New neural network design cuts AI costs for battery-powered devices
Researchers have created a neural network architecture that runs inference tasks on low-power microcontrollers without specialized hardware, dramatically reducing memory and processing demands. The breakthrough matters for companies deploying AI on IoT devices, wearables, and edge sensors where power consumption directly drives costs and device lifespan.
Originaltitel: Neuro-C: Neural Inference Shaped by Hardware Limits
We present Neuro-centric Networks (Neuro-C), a neural network architecture we design to eliminate multiply-accumulate operations for efficient inference on ultra-low-power microcontrollers (MCUs). Although some MCUs include specialized hardware for neural acceleration, many ultra-low-power MCUs do not, requiring neural networks to align with limited compute and memory resources. Rather than compressing existing models or assuming dedicated hardware, Neuro-C integrates hardware constraints directly into the architecture, effectively shaping the network design around the limitations of the target platform.
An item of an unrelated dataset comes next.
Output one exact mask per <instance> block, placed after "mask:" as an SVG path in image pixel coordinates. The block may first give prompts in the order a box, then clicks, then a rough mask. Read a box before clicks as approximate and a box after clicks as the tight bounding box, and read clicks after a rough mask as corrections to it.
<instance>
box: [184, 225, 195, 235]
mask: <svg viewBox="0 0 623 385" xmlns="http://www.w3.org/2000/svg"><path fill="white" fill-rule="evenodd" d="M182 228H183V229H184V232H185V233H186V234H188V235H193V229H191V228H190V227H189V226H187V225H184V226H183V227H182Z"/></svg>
We shift the computational burden from connections to neurons and encode connectivity with a fixed ternary adjacency matrix, overcoming the bottleneck of matrix multiplications and large weight storage. This design enables a specialized inference kernel implementation that reduces memory usage and latency through pointer-based traversal and sparse dynamic memory allocation, complex control flows, and index decoding logic common in sparse or compressed models. Experimental results show that Neuro-C achieves accuracy comparable to or better than standard multilayer perceptrons across multiple datasets, while reducing inference latency and program memory usage by up to 90%. Compared to conventional ternary neural networks, Neuro-C provides improved convergence and accuracy under identical architectural settings, with negligible impact on inference latency.